Les Français, et pas seulement les Parisiens, doivent être, non pas spectateurs, mais acteurs d'un projet qui sera une réussite collective à la seule condition qu'ils y adhèrent et y participent. Celle qui vous a précédée, madame la ministre, partageait cette vision. L'Oise, par exemple, nourrit l'espoir d'accueillir des délégations étrangères lors des Jeux. Aussi le conseil départemental s'est-il engagé à participer, à hauteur de 20 millions d'euros, à la transformation de ses infrastructures sportives. Tony Estanguet, reçu aujourd'hui à Beauvais et à Cauffry, dans ma circonscription, peut en témoigner.
C'est l'effort de tous qui rendra les victoires plus belles encore. Rappelez-vous les explosions de bonheur aux quatre coins de la France, l'euphorie et la liesse populaire, les retrouvailles magnifiques d'un pays avec ses athlètes. Le sport ne doit jamais être la propriété exclusive d'une ville, mais une fête pour tous et partout. Sur les places de village, sur les boulevards des villes, à l'unisson et en choeur, on célèbre l'unité d'un peuple que quelques illustres ont triomphalement réveillée.
Enfin, quid de la déclinaison territoriale de l'Agence ? Le choix du préfet de région comme délégué territorial apparaît contradictoire. En effet, cette mesure recentralise, en quelque sorte, le dispositif de l'Agence, ce qui va à l'encontre de la gouvernance partagée instaurée au niveau national.
Les différentes parties prenantes doivent, au contraire, avoir la garantie que la gouvernance sera réellement partagée, tant au niveau national que territorial. Sur ce point, le texte du Sénat apparaît équilibré. Le remettre en cause serait contraire aux attentes de proximité de tous les acteurs et des Français.

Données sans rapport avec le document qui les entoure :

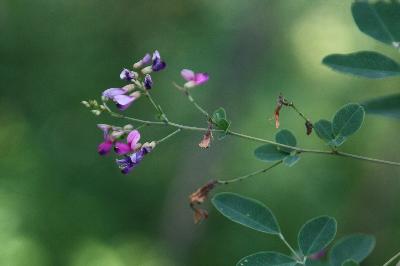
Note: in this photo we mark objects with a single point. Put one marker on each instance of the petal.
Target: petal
(146, 59)
(156, 55)
(187, 74)
(123, 99)
(201, 78)
(104, 147)
(112, 92)
(148, 82)
(158, 65)
(133, 138)
(122, 148)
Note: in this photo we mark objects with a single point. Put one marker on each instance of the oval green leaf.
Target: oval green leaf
(366, 64)
(387, 106)
(350, 263)
(247, 212)
(291, 160)
(348, 120)
(267, 258)
(379, 20)
(316, 234)
(269, 153)
(324, 131)
(354, 247)
(285, 137)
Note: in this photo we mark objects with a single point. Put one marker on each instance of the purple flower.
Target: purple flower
(127, 163)
(131, 145)
(123, 101)
(194, 79)
(144, 61)
(112, 92)
(107, 144)
(158, 64)
(148, 82)
(128, 75)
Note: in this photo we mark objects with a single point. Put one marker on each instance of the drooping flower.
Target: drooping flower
(194, 79)
(158, 63)
(128, 75)
(107, 144)
(206, 140)
(144, 61)
(131, 145)
(124, 101)
(127, 163)
(148, 82)
(112, 92)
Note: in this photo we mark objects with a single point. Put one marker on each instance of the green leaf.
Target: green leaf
(339, 140)
(269, 153)
(323, 128)
(223, 124)
(365, 64)
(247, 212)
(348, 120)
(218, 115)
(350, 263)
(291, 160)
(354, 247)
(386, 106)
(379, 20)
(316, 234)
(267, 258)
(285, 137)
(218, 118)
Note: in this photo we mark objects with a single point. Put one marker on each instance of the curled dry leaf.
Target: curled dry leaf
(197, 198)
(206, 141)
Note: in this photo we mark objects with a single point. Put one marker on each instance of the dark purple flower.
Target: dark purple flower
(127, 163)
(144, 61)
(194, 79)
(158, 64)
(124, 101)
(128, 75)
(107, 144)
(148, 82)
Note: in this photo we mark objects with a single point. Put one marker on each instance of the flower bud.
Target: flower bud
(117, 134)
(96, 112)
(85, 103)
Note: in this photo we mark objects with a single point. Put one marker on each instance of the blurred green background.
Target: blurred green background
(62, 204)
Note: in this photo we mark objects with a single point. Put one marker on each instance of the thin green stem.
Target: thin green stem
(191, 99)
(299, 260)
(240, 178)
(168, 136)
(157, 107)
(392, 259)
(255, 139)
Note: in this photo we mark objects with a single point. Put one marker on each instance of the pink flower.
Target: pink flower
(194, 79)
(107, 144)
(131, 145)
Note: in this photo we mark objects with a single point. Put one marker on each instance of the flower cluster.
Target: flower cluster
(141, 80)
(125, 140)
(132, 150)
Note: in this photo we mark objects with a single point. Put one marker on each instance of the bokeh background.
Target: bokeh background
(62, 204)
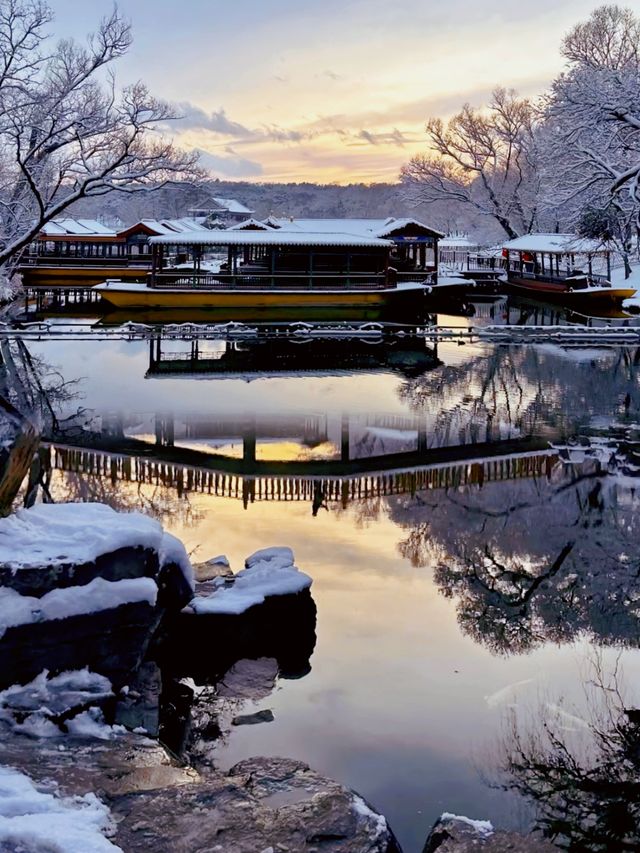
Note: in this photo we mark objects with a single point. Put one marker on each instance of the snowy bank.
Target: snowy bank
(269, 572)
(75, 534)
(31, 819)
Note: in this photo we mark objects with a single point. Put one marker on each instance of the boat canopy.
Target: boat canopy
(557, 244)
(270, 238)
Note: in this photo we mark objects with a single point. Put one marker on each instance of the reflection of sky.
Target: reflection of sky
(396, 702)
(329, 89)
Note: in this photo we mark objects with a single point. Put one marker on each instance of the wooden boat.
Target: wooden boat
(547, 266)
(132, 295)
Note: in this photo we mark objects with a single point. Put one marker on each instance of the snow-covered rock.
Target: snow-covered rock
(84, 586)
(32, 819)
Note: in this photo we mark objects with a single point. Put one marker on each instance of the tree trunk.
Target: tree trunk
(16, 464)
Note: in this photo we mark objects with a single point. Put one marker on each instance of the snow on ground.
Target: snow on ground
(172, 550)
(484, 827)
(618, 280)
(58, 534)
(37, 709)
(268, 572)
(16, 609)
(35, 820)
(378, 822)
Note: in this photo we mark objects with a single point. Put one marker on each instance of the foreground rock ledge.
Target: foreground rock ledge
(452, 834)
(262, 804)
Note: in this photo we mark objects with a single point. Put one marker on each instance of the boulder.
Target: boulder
(458, 834)
(261, 804)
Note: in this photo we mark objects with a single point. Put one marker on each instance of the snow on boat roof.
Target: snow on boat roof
(278, 237)
(251, 223)
(76, 228)
(559, 244)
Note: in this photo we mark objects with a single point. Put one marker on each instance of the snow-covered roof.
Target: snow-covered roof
(559, 244)
(66, 227)
(271, 238)
(398, 224)
(362, 227)
(232, 205)
(183, 224)
(458, 242)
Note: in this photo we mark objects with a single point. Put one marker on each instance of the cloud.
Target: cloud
(230, 167)
(395, 137)
(195, 118)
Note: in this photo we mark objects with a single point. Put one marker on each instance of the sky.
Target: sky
(333, 91)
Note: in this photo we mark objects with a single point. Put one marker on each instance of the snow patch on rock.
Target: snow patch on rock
(99, 594)
(269, 572)
(31, 819)
(484, 827)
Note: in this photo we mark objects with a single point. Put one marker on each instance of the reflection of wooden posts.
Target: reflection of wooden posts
(422, 438)
(249, 443)
(344, 439)
(165, 430)
(248, 491)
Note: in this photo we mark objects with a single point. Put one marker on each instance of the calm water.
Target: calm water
(428, 631)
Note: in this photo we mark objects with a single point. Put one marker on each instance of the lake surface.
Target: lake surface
(430, 632)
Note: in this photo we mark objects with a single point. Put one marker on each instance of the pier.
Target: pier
(217, 477)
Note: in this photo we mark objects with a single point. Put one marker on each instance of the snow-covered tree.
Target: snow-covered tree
(592, 135)
(483, 160)
(66, 131)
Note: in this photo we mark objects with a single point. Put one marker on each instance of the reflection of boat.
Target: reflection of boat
(163, 316)
(269, 356)
(549, 266)
(542, 312)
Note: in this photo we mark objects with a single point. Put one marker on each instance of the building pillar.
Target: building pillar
(344, 439)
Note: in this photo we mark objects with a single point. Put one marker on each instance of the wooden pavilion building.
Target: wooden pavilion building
(351, 262)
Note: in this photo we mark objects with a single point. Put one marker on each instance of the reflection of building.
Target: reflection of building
(408, 356)
(412, 464)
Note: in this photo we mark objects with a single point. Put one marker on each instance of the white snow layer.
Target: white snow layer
(58, 534)
(172, 550)
(55, 534)
(34, 820)
(378, 822)
(484, 827)
(269, 572)
(16, 609)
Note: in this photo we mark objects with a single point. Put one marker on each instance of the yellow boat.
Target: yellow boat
(142, 296)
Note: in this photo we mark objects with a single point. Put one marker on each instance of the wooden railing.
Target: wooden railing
(143, 261)
(257, 281)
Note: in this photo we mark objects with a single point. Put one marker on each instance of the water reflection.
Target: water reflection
(539, 560)
(414, 490)
(580, 767)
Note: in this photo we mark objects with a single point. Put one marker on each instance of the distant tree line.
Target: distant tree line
(568, 160)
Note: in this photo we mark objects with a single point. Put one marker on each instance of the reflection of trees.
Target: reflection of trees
(159, 502)
(524, 387)
(583, 776)
(29, 391)
(537, 560)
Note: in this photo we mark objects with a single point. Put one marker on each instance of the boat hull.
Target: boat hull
(559, 292)
(128, 297)
(79, 276)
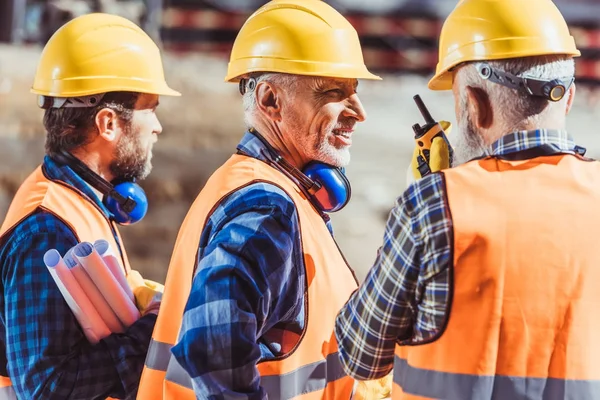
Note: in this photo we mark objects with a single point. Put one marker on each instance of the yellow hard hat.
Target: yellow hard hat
(479, 30)
(99, 53)
(303, 37)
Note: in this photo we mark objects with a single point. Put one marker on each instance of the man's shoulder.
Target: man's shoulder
(256, 196)
(424, 192)
(40, 222)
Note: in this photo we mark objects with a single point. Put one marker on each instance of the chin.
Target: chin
(337, 157)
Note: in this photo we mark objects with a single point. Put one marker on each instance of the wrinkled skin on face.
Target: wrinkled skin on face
(319, 116)
(133, 151)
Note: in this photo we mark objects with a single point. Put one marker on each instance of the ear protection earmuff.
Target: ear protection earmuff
(125, 200)
(327, 186)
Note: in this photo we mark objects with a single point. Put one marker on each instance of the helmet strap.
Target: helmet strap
(93, 100)
(247, 85)
(552, 90)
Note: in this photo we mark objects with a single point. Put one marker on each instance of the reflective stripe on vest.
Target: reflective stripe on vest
(523, 318)
(463, 386)
(309, 378)
(65, 202)
(312, 369)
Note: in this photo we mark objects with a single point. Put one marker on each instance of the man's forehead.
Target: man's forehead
(338, 81)
(146, 100)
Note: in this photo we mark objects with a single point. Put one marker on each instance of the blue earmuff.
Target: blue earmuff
(335, 189)
(126, 201)
(326, 186)
(134, 207)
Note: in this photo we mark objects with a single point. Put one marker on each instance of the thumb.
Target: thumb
(439, 156)
(414, 163)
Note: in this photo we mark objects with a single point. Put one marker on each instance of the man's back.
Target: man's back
(524, 268)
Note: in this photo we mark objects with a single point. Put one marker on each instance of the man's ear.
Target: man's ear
(480, 108)
(268, 100)
(571, 98)
(106, 123)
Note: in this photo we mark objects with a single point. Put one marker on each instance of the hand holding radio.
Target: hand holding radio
(433, 151)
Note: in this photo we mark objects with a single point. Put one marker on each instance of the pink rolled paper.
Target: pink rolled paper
(103, 248)
(105, 281)
(90, 321)
(99, 302)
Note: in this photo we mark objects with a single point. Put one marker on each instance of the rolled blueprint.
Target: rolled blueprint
(90, 321)
(105, 281)
(99, 302)
(113, 264)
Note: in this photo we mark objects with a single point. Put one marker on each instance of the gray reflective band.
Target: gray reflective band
(7, 393)
(178, 375)
(448, 386)
(306, 379)
(158, 355)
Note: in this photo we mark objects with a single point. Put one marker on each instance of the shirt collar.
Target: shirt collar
(252, 146)
(524, 140)
(65, 174)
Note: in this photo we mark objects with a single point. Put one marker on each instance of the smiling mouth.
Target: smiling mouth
(346, 133)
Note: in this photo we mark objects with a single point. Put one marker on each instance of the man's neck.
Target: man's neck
(277, 139)
(92, 161)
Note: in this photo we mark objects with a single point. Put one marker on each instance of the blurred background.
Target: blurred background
(202, 128)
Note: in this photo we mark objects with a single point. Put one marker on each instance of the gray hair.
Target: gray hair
(249, 98)
(520, 109)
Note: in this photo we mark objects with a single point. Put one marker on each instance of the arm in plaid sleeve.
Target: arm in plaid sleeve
(247, 283)
(48, 356)
(405, 294)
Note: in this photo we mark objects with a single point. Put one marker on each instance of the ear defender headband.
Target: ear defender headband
(327, 187)
(553, 90)
(125, 200)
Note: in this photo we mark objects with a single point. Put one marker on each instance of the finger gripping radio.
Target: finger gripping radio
(424, 136)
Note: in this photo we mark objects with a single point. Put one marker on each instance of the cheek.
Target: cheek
(326, 118)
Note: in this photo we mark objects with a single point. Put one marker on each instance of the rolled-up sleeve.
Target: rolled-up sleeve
(246, 275)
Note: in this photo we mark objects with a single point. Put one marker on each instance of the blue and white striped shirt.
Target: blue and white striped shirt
(248, 290)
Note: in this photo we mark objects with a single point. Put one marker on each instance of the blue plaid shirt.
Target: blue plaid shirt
(42, 347)
(248, 290)
(405, 295)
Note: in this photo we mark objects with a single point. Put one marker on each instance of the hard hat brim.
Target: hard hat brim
(160, 90)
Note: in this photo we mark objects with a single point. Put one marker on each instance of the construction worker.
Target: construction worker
(485, 285)
(98, 80)
(256, 278)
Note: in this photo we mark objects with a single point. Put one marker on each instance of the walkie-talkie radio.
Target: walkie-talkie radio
(425, 134)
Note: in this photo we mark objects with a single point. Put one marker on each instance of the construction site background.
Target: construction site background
(202, 127)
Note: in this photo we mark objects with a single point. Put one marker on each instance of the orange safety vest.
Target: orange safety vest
(311, 369)
(523, 320)
(72, 207)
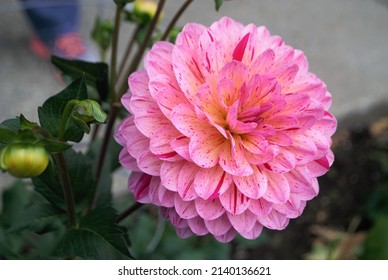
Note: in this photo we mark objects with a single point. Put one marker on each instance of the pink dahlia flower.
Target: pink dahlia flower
(228, 131)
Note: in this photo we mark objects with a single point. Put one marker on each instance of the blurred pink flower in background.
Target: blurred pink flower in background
(228, 131)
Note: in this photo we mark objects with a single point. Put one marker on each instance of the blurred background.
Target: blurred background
(346, 44)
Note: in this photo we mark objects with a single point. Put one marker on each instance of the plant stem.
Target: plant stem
(138, 56)
(65, 118)
(66, 186)
(113, 113)
(128, 211)
(113, 60)
(130, 44)
(175, 19)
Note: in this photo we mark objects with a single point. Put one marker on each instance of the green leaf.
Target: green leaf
(39, 218)
(218, 4)
(7, 135)
(96, 74)
(53, 145)
(376, 244)
(98, 237)
(26, 124)
(50, 112)
(14, 199)
(13, 124)
(81, 179)
(123, 2)
(86, 112)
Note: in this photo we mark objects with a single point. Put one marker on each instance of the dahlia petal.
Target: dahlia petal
(159, 195)
(274, 220)
(327, 125)
(230, 129)
(138, 82)
(293, 208)
(166, 197)
(301, 184)
(227, 31)
(283, 162)
(209, 183)
(262, 63)
(287, 76)
(181, 146)
(254, 142)
(206, 102)
(185, 209)
(233, 160)
(296, 102)
(227, 237)
(278, 190)
(184, 232)
(185, 182)
(214, 60)
(319, 167)
(169, 174)
(253, 186)
(226, 93)
(239, 51)
(187, 71)
(265, 157)
(250, 50)
(234, 71)
(128, 161)
(175, 219)
(160, 143)
(139, 183)
(197, 225)
(237, 126)
(204, 148)
(284, 56)
(218, 226)
(190, 35)
(254, 232)
(234, 201)
(303, 149)
(280, 139)
(243, 222)
(158, 60)
(186, 121)
(284, 122)
(260, 207)
(122, 131)
(125, 100)
(209, 209)
(149, 163)
(166, 93)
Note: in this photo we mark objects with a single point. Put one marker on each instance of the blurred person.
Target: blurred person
(56, 29)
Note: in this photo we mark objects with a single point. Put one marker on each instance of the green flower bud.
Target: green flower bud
(24, 160)
(146, 10)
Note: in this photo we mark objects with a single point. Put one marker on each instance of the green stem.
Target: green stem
(130, 44)
(65, 118)
(113, 60)
(66, 186)
(113, 113)
(128, 211)
(138, 56)
(175, 19)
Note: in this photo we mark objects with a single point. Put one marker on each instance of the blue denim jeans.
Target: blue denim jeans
(51, 18)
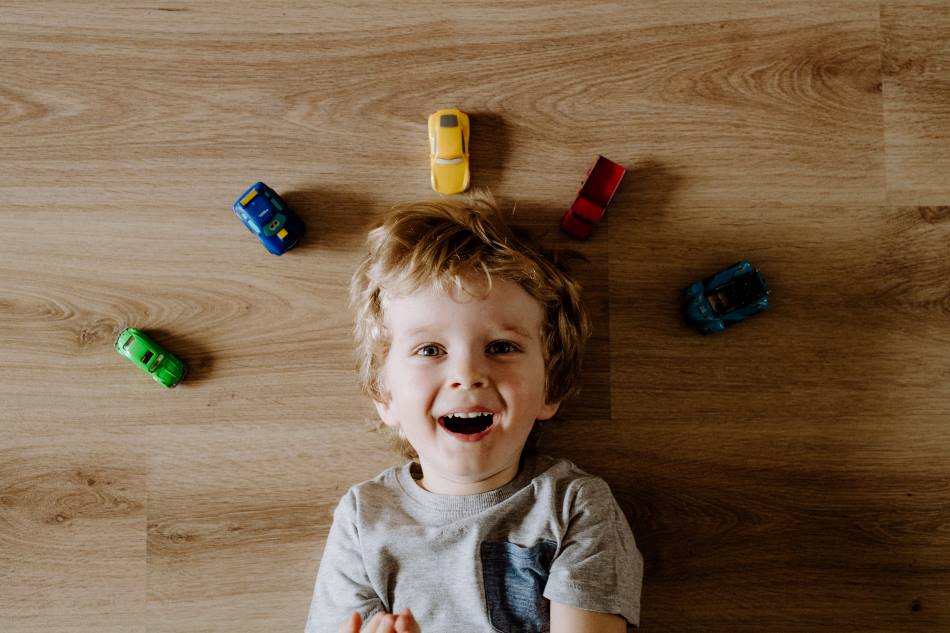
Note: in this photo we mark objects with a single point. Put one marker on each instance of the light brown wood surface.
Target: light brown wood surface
(791, 474)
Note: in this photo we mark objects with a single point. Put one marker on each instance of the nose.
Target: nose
(467, 372)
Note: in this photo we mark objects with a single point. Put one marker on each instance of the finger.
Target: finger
(352, 625)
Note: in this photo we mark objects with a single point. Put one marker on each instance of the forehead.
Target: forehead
(506, 306)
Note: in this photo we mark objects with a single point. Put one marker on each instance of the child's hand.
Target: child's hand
(383, 622)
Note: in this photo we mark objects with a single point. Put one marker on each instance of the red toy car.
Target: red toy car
(600, 185)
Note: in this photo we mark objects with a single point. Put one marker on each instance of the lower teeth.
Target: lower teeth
(469, 426)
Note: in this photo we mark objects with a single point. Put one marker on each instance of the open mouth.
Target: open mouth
(467, 423)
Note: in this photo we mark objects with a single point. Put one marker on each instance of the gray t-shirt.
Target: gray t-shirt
(486, 562)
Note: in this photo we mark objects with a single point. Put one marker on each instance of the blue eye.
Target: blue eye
(502, 347)
(429, 350)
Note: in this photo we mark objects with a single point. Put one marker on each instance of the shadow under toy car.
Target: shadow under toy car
(266, 215)
(166, 368)
(725, 298)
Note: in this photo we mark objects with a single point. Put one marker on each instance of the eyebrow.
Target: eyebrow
(514, 329)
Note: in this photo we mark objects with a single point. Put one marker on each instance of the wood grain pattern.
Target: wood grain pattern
(789, 475)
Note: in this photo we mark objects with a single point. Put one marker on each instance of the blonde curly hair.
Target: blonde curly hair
(439, 243)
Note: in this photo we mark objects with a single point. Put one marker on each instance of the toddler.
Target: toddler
(469, 334)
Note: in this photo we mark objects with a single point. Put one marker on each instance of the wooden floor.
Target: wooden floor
(792, 474)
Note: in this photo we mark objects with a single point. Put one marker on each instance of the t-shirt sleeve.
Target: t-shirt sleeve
(342, 585)
(598, 566)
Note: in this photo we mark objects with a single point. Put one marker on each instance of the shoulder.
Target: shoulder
(565, 480)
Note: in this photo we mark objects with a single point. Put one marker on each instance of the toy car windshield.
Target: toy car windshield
(735, 294)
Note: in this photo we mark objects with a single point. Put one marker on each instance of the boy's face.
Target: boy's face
(474, 354)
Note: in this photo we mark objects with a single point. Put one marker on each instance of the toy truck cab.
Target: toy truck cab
(600, 185)
(725, 298)
(266, 215)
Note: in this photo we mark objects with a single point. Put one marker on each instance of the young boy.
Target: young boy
(468, 335)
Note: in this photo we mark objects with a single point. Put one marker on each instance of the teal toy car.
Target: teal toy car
(266, 215)
(725, 298)
(166, 368)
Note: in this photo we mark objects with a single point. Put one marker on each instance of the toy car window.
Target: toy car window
(734, 294)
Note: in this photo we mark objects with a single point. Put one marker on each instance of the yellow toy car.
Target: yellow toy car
(448, 144)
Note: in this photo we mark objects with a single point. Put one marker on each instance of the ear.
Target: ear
(548, 410)
(386, 414)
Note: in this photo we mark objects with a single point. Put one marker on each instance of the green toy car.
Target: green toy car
(166, 368)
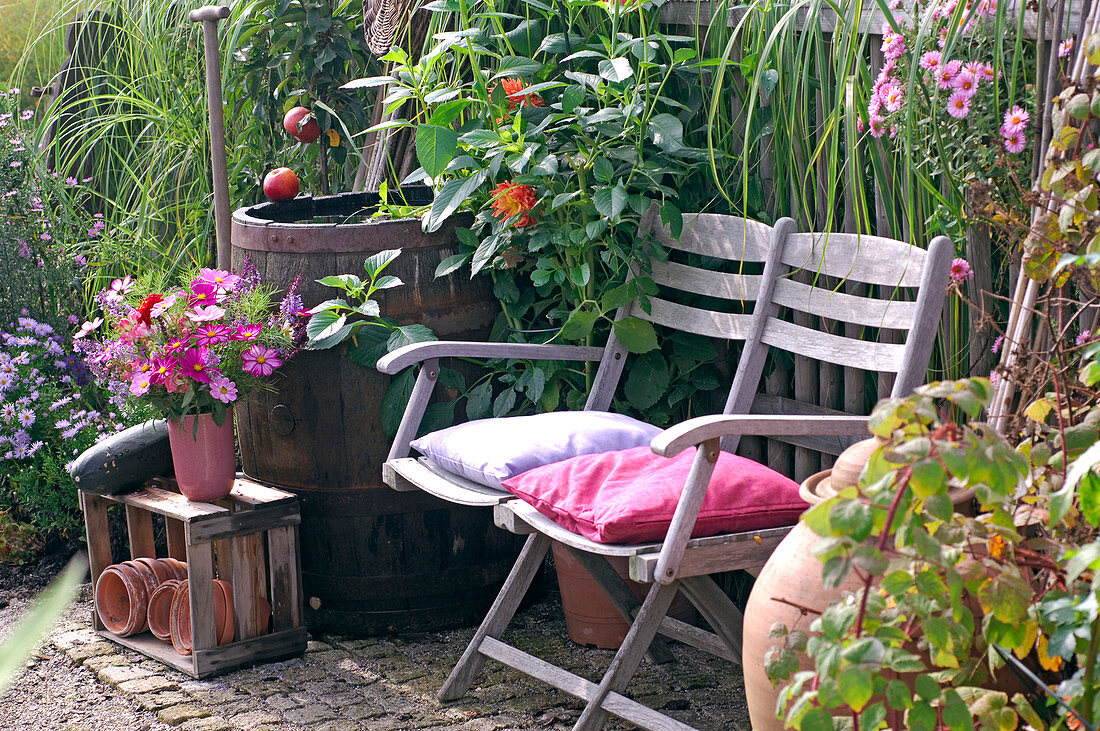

Le double discours que le Gouvernement a parfois pu tenir, par exemple sur les CTS – dont vous avez parlé dans votre propos liminaire, madame la ministre – , parlant d'instaurer une plus grande proximité avec des acteurs qu'il refuse par ailleurs d'écouter, ne serait plus acceptable ici qu'ailleurs. Sur ce point, les conférences territoriales, auxquelles les collectivités doivent être étroitement associées, seront donc scrutées avec attention.
En ce qui concerne les CTS, d'ailleurs, les dispositions relatives à l'ANS restent bien silencieuses, alors que la réforme du Gouvernement est critiquée de toute part. Je propose donc de réintroduire la mention des CTS dans le texte, comme l'avait souhaité le Sénat, et j'ai déposé un amendement en ce sens que j'espère voir adopté.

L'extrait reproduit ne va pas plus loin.